A bill line (/api/bill_lines) is one transaction on that statement. A €42 lunch becomes one bill line; the statement's monthly fee becomes another. A bill has many bill lines.
A missing receipt is a bill line that hasn't been matched to a receipt yet. Same data, different perspective: the user's missing-receipts list is the set of card transactions where they still owe a paper trail.
The reconciliation goal is simple: for every bill line, either attach a receipt (bill_line.receipt_id points at a receipt the user has uploaded) or mark it as not requiring one (a recurring SaaS subscription where the receipt lives in email).
Importing a bill
Two ways the bill gets in.
Bulk import. Upload an XML, CSV, or TXT file in one of Bezala's supported card-statement formats:
This is how most customers handle Nordea, OP, Handelsbanken, and similar banks. The file gets parsed, a bill is created, and bill lines are created from each statement entry.
Real-time push. Some card providers push transactions as they happen via POST /api/:provider/bill_lines. This is the integration pattern for partners — the provider posts each transaction within minutes of the swipe, and the employee sees it on their dashboard immediately. Useful when the goal is to have a receipt attached before the employee has even gotten back to the office.

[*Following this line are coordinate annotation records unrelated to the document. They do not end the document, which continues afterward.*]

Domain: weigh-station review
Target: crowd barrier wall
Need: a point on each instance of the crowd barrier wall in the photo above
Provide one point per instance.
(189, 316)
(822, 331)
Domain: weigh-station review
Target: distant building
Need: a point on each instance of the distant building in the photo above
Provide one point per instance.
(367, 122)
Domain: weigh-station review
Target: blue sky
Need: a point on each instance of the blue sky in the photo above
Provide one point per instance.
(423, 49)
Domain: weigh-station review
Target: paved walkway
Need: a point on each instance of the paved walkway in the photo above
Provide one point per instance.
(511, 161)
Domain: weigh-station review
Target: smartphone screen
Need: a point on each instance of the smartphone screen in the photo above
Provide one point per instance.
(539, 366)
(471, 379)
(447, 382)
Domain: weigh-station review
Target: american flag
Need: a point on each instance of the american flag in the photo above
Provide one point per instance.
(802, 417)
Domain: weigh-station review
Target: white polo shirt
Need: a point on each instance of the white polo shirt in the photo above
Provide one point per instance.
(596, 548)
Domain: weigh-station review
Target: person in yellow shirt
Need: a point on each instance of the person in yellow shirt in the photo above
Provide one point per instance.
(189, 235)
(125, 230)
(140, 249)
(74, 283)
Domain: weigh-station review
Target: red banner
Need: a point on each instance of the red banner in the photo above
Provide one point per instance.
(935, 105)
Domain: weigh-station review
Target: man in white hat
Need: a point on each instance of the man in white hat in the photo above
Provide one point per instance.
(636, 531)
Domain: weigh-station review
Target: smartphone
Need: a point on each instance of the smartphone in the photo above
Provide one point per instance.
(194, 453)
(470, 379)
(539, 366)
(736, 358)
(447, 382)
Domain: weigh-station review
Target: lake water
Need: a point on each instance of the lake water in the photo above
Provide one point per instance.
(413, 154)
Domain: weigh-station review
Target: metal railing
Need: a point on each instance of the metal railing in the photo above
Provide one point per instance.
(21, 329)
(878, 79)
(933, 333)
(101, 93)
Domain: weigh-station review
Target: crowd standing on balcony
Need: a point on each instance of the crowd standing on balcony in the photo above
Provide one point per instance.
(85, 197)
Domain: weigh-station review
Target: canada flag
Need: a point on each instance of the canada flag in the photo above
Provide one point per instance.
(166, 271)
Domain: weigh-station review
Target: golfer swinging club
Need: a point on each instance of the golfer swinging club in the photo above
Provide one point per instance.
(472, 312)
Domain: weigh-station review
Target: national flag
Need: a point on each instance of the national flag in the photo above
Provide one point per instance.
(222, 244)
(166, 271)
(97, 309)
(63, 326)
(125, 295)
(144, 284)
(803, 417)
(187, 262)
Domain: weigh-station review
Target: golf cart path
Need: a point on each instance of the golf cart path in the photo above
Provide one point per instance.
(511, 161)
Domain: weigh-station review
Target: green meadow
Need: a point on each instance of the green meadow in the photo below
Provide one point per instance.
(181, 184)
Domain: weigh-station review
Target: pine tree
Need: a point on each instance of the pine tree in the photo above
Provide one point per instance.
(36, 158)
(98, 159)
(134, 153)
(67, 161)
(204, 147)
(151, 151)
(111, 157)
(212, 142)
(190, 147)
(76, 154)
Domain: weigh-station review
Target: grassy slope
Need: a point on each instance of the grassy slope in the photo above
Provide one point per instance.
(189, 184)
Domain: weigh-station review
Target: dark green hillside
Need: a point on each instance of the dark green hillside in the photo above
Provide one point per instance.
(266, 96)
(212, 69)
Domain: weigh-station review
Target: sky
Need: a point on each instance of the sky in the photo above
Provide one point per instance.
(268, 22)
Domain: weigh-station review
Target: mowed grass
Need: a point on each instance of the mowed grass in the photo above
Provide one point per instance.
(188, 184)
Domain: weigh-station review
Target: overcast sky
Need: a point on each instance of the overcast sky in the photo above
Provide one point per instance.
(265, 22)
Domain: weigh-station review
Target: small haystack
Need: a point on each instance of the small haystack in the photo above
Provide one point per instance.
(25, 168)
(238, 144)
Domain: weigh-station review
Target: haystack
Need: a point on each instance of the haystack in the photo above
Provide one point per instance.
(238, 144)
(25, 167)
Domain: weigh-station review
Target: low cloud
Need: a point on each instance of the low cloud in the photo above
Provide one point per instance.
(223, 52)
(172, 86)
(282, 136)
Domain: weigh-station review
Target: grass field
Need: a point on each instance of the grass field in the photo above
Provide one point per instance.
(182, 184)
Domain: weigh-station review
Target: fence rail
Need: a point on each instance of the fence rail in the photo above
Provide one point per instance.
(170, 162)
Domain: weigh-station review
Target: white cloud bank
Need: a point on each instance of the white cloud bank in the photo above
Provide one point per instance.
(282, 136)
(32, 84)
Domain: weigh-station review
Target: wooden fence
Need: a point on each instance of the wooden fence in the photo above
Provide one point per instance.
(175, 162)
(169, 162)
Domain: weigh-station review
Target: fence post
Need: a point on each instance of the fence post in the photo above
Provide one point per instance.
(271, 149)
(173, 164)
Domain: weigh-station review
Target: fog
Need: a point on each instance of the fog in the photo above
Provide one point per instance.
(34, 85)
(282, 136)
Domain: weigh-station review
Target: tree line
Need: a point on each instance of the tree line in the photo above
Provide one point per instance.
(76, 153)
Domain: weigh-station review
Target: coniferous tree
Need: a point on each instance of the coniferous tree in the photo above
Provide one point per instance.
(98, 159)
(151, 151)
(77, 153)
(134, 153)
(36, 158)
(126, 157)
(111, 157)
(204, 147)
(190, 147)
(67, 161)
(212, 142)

The reconciliation workflow
Once bill lines exist, the user opens the missing-receipts view and starts matching:
Each entry is a bill line presented as a partial receipt — date, vendor name, amount, currency. The user picks one and either:
Attaches an existing receipt. They've already uploaded the proof; they just connect the dots. Set bill_line.receipt_id to the receipt's ID.
Creates a new receipt for it. The receipt is created fresh, with bill_line_id set on the new transaction.
Marks the line as "no receipt needed". Documented reason that the line stands on its own — typically a subscription where the receipt is somewhere else.
The third option, in bulk:
This sets receipt_id: 0 on each line — Bezala's sentinel for "no receipt required". The line is reconciled but no receipt was attached.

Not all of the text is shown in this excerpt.